BSAN 450: Data Mining & Predictive Analytics (undergraduate core) - Spring 2021 - 2026
The primary objective of this course is to enable students to explain and perform statistical analysis of data, with the view of being able to critically evaluate statistical reports or findings. The main focus of the course is Time Series analysis and includes an introduction to ARCH and GARCH models. Since Spring 2024, I have added an introduction to Conformal Inference for classification problems into the curriculum. This course relies heavily on computer programming using R / Python and the emphasis is on applications.
BSAN 730: Advanced Statistical Learning (graduate elective) - Spring 2021 - 2026
In this course I focus on the statistical analysis of large-scale data. Students learn how some well-known statistical tools can be adapted for the analysis of Big Data and how the limitations of classical tools have engineered the development of modern techniques for data analysis. I cover topics such as split and conquer techniques for variable selection, scalable Bootstrap, Conformal Inference and a gentle introduction to Time Series forecasting using foundation models such as a Chronos. This course relies heavily on computer programming using R / Python and the emphasis is primarily on business applications. Special thanks to the guest speakers (Weinan Wang, Aniruddha Neogi, Joshua Derenski, Bradley Rava, Jacob Dice, Sara Almohtasib) who have given a lecture in this class and have shared their unique experiences in managing and analyzing large data.

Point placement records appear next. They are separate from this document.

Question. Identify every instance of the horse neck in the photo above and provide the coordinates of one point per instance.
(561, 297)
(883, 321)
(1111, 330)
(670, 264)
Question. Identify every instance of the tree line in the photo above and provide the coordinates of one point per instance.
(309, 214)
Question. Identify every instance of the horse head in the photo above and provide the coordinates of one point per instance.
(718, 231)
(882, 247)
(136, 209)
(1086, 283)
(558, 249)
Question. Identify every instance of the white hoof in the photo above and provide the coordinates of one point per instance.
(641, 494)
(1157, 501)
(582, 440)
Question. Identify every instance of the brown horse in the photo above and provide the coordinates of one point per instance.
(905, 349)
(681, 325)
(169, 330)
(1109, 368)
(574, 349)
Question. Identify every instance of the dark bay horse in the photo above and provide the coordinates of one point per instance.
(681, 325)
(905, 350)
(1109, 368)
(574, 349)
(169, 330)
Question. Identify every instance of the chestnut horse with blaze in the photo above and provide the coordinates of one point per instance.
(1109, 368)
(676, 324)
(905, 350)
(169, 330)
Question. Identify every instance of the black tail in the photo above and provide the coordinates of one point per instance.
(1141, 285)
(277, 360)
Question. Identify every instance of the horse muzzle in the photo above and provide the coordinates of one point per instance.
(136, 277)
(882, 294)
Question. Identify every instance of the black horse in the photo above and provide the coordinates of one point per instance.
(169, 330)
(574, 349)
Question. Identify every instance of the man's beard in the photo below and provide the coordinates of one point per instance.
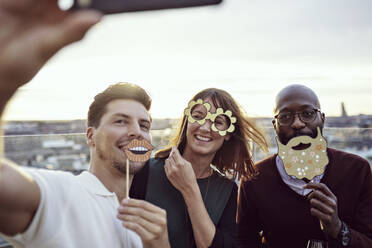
(306, 163)
(296, 133)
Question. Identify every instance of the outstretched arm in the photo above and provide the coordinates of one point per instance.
(147, 220)
(31, 32)
(181, 174)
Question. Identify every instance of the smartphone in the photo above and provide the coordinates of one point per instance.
(119, 6)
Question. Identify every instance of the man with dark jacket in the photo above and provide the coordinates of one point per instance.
(334, 208)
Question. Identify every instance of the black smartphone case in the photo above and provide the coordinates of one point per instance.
(118, 6)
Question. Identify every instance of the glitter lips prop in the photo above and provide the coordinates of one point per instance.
(138, 150)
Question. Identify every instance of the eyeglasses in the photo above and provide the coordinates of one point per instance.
(306, 116)
(222, 121)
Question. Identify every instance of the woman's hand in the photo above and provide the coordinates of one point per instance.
(180, 172)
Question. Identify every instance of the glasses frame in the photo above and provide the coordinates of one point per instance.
(299, 116)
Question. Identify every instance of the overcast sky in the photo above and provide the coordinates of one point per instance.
(252, 48)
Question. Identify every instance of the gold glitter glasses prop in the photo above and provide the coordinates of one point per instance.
(222, 121)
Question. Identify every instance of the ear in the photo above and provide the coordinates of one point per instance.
(90, 136)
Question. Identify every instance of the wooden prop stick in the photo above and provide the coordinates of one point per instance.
(127, 189)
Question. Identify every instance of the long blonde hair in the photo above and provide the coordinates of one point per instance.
(235, 155)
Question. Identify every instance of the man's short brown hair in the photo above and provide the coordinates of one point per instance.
(116, 91)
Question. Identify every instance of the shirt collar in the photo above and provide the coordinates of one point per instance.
(93, 184)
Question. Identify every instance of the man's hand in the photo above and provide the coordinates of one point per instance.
(324, 207)
(180, 172)
(32, 31)
(147, 220)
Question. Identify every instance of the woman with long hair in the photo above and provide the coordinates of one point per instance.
(193, 178)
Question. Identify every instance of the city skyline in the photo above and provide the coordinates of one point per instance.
(252, 49)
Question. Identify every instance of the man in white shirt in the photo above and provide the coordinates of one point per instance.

BSAN 934: Applied Bayesian Statistics (Ph.D. elective) - Spring 2026
This course introduces modern Bayesian methods for data analysis, emphasizing practical applications alongside rigorous foundations. I mainly focus on an applied treatment of classical sampling methods, such as Gibbs sampling and Metropolis–Hastings, and interpretaion of MCMC diagnostics. Boradly, the topics include Bayesian regression, hierarchical and multilevel models, model comparison, and an introduction to nonparametric Bayes. Applications are drawn from economics and business, with hands-on implementation in R / Stan. A book that is particularly relevant for this class is A First Course in Bayesian Statistical Methods by Peter Hoff.